Figure 5. Survival of U-937 cells dispensed by CellJet technology into wells of a U plate as a function of droplet’s size and time of growth medium addition. Growth medium was added either immediately (left panel), or four hours (right panel) after cell dispense. The picture similar to the left panel was obtained when the medium was added up to 1hr after the cell dispense (not shown). CellJet parameters: height: top of plate; dispensing speed: default; cell density: 500,000 cells/ml. MIAS-2/esXYZ scanning: was performed 3 days after seeding
PROCEDURE
Grow cells in flasks until the middle of logarithmic phase of growth.
Collect the cell suspension into a sterile centrifuge tube/bottle and collect the cells by low-speed centrifugation; aspirate the conditioned medium.
Resuspend the cells in 1-5 ml of fresh growth medium. Place the cells on ice. Take an aliquot of the cell suspension for cell counting using either hemocytometer, or cell counter.

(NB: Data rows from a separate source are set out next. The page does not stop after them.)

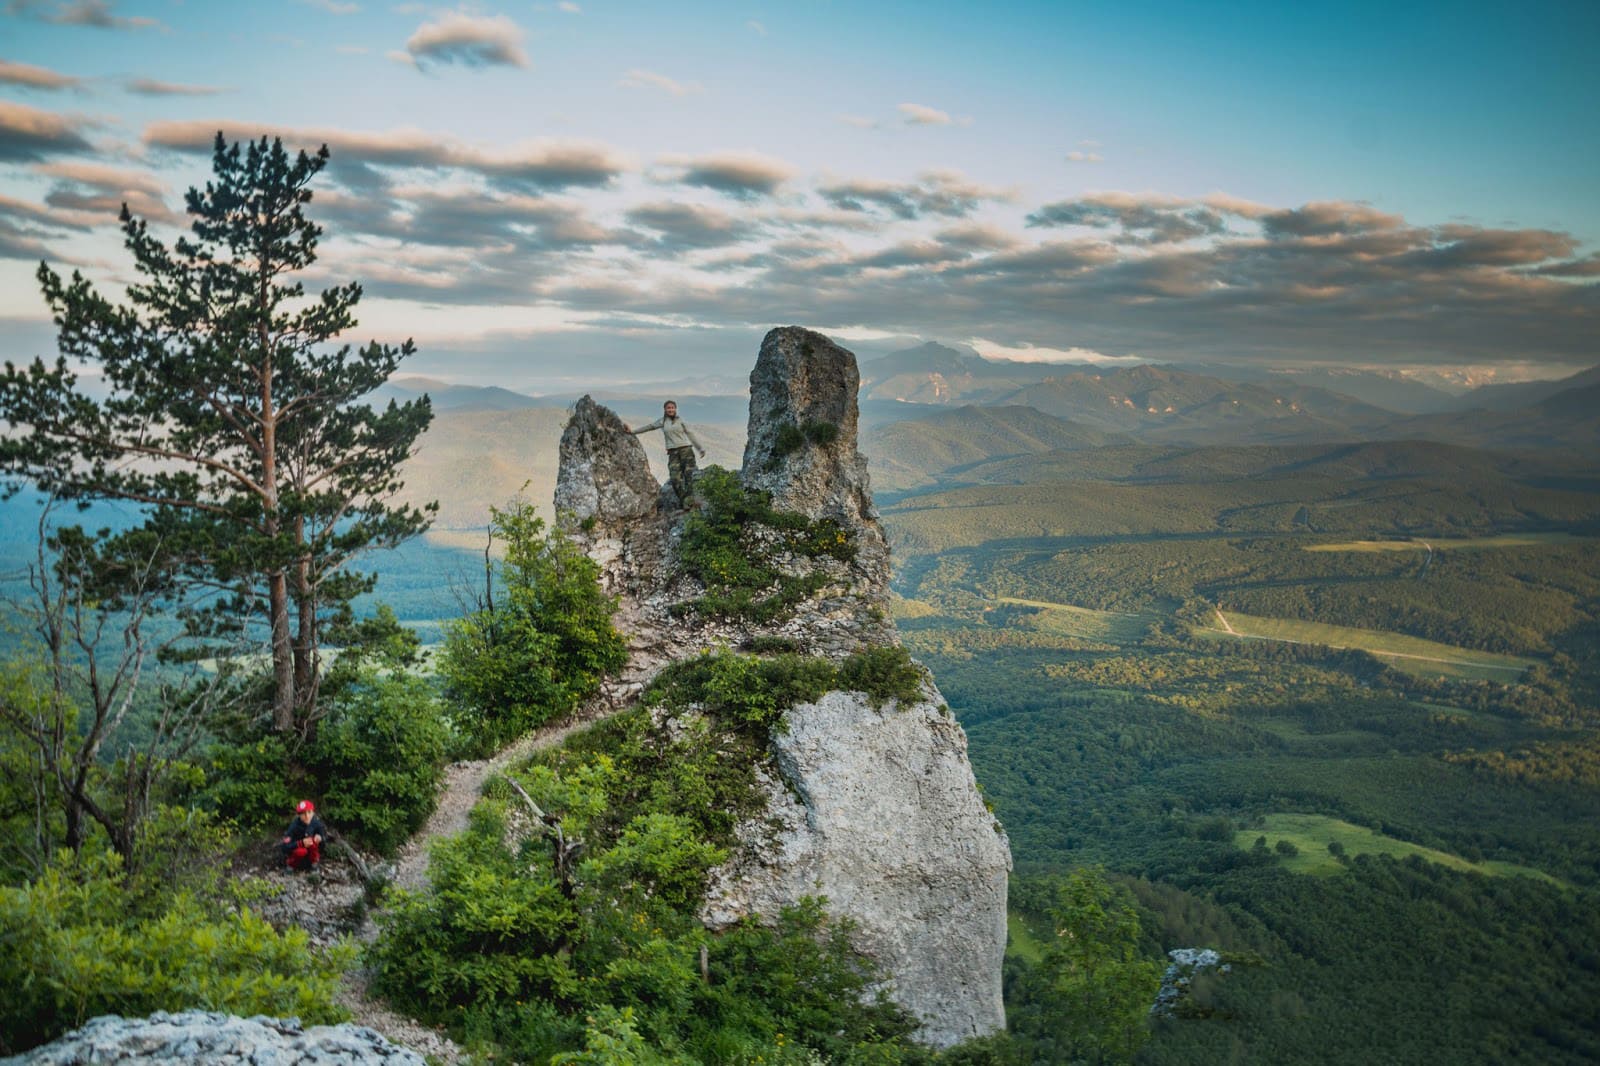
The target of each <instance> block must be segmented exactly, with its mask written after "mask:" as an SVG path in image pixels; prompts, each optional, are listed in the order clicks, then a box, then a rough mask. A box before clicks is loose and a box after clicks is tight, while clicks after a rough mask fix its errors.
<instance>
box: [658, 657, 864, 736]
mask: <svg viewBox="0 0 1600 1066" xmlns="http://www.w3.org/2000/svg"><path fill="white" fill-rule="evenodd" d="M837 679H838V675H837V671H835V669H834V664H832V663H829V661H827V659H821V658H813V656H805V655H792V653H784V655H774V656H771V658H760V656H754V655H734V653H733V651H707V653H702V655H699V656H696V658H693V659H680V661H677V663H674V664H672V666H669V667H666V669H664V671H661V672H659V674H656V679H654V680H653V682H651V683H650V688H646V690H645V695H643V701H645V704H646V706H664V707H669V709H683V707H688V706H691V704H699V706H702V707H704V709H706V711H709V712H710V714H715V715H718V717H722V719H725V720H726V722H730V723H731V725H736V727H739V728H749V730H755V731H757V733H758V735H762V736H765V733H766V730H768V728H770V727H771V725H774V723H776V722H778V719H781V717H782V714H784V711H787V709H789V707H792V706H795V704H798V703H814V701H816V699H819V698H821V696H822V693H826V691H827V690H830V688H835V687H837Z"/></svg>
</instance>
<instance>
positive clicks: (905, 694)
mask: <svg viewBox="0 0 1600 1066" xmlns="http://www.w3.org/2000/svg"><path fill="white" fill-rule="evenodd" d="M922 685H923V671H922V667H920V666H917V664H915V663H912V661H910V651H907V650H906V648H904V647H902V645H890V647H877V648H867V650H864V651H858V653H854V655H851V656H850V658H846V659H845V661H843V663H840V666H838V687H840V688H843V690H846V691H864V693H867V696H870V698H872V706H875V707H878V706H883V704H885V703H888V701H890V699H898V701H899V703H902V704H910V703H917V701H918V699H922V698H923V688H922Z"/></svg>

Prepare the plate where the cells are going to be dispensed. Fill up the wells with minimal volume of the fresh growth medium (just to cover the surface) if you are planning to seed the cells. Otherwise, prepare the plate, or the slide for dispensing the cells on a dry surface.
Dilute the cell suspension with growth medium to reach optimal concentration in the range of (50-500) x103 cells/ml and load the CellJet system. You can use up to 250μl of cell suspension at a time with the coiled tubing.
Dispense the cells using CellJet cell printer into the wells, or onto the plastic surface. Using at least 3μl of the cell suspension is recommended to achieve higher cell viability if dispensing onto dry plastic surface. You may dispense smaller volumes (as low as 100nl) if you are dispensing cells into growth medium without significant lose in viability. If ‘on-the-fly” mode was used, make sure that growth medium was added to the wells/spots containing the cells within one hour after cell dispense. Reference to the CellJet manual to avoid common mistakes
If printing onto a slide was performed, place the slide in a humidity chamber.
Add more growth medium if necessary and incubate as specified for the assay you are performing.